Data Transfer Outside the EU

The Data Controller is committed to limiting the scope of circulation and processing of personal data (e.g., storage, archiving, data retention on its servers) to the countries of the European Union, with an express prohibition on transferring them to non-EU countries that do not guarantee (or in the absence of) an adequate level of protection, or in the absence of safeguard tools provided by EU Regulation 2016/679 – Chapter V (adequacy decision, Standard Contractual Clauses, Binding Corporate Rules, or explicit consent from the data subject).

Data Retention Period

Personal data will be stored in the Data Controller’s electronic archives and protected by appropriate security measures for the time necessary to achieve the purposes outlined in paragraph 4 and for the period permitted by Italian law to protect the interests of the Data Controller. They will then be deleted. Personal data may be retained for a subsequent period in the event of legal disputes, requests from competent authorities, or under applicable laws.

Rights of the Data Subject

The user may freely exercise the rights under Articles 15 to 22 of GDPR 2016/679, namely:

  • Right of access: the data subject has the right to obtain confirmation as to whether or not personal data concerning them is being processed and, if so, to access the personal data, the source of such data, the purposes, the processing methods, the recipients to whom the data will be communicated, and the logic applied when processing is carried out using electronic tools;
  • Right to rectification: the data subject has the right to obtain without undue delay the rectification of inaccurate personal data concerning them;
  • Right to erasure: the data subject has the right to obtain the erasure or anonymization of personal data concerning them (under specific conditions outlined in Article 17 of the Regulation);
  • Right to restriction: the data subject has the right to restrict the processing of their personal data (under specific conditions outlined in Article 18 of the Regulation);
  • Right to notification of rectification/erasure/restriction: the Data Controller is required to notify each recipient to whom the personal data have been communicated of any rectification, erasure, or restriction of processing carried out under Articles 16, 17, and 18, unless this proves impossible or involves a disproportionate effort;
  • Right to data portability: the data subject has the right to receive in a structured, commonly used, and machine-readable format the personal data concerning them.
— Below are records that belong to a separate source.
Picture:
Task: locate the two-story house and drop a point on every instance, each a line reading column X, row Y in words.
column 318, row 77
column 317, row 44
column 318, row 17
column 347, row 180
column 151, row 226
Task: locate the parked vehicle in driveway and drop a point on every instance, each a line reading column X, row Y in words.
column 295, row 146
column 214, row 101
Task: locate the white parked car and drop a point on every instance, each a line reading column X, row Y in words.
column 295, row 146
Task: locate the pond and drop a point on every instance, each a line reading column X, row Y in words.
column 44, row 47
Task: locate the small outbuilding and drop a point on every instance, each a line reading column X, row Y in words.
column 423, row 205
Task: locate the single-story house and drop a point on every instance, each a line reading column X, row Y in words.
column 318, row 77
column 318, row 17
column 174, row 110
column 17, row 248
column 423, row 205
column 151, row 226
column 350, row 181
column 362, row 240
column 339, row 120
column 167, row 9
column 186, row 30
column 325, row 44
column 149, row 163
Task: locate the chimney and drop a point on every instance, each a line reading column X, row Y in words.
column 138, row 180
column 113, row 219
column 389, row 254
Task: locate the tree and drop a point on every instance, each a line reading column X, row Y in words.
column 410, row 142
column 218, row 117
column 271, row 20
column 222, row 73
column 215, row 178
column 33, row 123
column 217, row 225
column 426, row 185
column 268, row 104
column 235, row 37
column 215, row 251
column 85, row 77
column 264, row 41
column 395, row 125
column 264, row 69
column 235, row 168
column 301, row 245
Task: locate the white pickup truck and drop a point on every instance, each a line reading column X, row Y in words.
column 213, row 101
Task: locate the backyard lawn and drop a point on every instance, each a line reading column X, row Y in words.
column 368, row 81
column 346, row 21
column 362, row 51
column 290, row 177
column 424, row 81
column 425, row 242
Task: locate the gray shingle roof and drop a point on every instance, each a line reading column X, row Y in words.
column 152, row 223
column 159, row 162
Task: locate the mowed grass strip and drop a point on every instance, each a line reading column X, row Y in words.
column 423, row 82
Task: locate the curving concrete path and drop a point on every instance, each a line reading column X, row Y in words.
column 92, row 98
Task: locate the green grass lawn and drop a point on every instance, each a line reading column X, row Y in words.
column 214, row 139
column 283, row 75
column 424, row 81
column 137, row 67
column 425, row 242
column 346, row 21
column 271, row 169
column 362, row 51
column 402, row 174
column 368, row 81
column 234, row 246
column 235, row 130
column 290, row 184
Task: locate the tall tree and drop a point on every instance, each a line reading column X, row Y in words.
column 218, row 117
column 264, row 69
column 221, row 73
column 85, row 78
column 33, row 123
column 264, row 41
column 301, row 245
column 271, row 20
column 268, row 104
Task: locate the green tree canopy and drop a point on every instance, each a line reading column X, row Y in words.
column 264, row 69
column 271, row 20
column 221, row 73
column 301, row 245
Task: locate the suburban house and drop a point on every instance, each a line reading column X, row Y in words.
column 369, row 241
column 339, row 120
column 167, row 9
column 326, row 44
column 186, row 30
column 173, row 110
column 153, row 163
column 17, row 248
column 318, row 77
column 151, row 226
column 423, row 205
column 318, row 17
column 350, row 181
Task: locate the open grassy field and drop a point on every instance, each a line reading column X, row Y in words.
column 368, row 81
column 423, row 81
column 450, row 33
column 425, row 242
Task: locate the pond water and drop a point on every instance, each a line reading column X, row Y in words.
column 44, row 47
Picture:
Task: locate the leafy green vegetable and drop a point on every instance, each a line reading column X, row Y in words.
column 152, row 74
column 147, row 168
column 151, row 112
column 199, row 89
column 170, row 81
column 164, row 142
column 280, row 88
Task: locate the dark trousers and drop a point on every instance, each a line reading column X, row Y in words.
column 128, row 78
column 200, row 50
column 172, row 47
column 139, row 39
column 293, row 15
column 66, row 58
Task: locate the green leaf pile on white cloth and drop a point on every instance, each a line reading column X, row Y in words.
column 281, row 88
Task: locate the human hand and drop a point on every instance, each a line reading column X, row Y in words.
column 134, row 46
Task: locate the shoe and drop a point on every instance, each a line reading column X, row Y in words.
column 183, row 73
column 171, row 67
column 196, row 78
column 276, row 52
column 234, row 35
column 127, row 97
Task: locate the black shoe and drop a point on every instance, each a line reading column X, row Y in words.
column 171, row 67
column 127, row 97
In exercising their rights related to data portability, the data subject has the right to have their personal data transmitted directly from one data controller to another, if technically feasible;
  • Right to object: the data subject has the right to object to the processing (under specific conditions outlined in Article 21 of the Regulation), and the Data Controller must cease processing unless specific conditions are met under Article 21;
  • Right not to be subject to decisions based solely on automated processing: the data subject has the right not to be subjected to decisions based solely on automated processing, including profiling, that produce legal effects concerning them or similarly significantly affect them.

As per Article 7 of the Regulation, the data subject also has the right to withdraw consent at any time without affecting the lawfulness of the processing of personal data carried out by the Data Controller prior to such withdrawal.

To exercise your rights, you can contact Tecnolife at Via del Serafico, 200 – 00142, Rome, by writing to the email address: dpo@tencolife.com

Updates and Revision of this Information Notice

The possible entry into force of new applicable regulations, as well as the ongoing examination of new needs, may require changes to the methods of processing personal data.

In such cases, the Data Controller reserves the right to partially or completely modify this notice.

This notice is provided in its most recent version, revision 2 of 16/01/2025.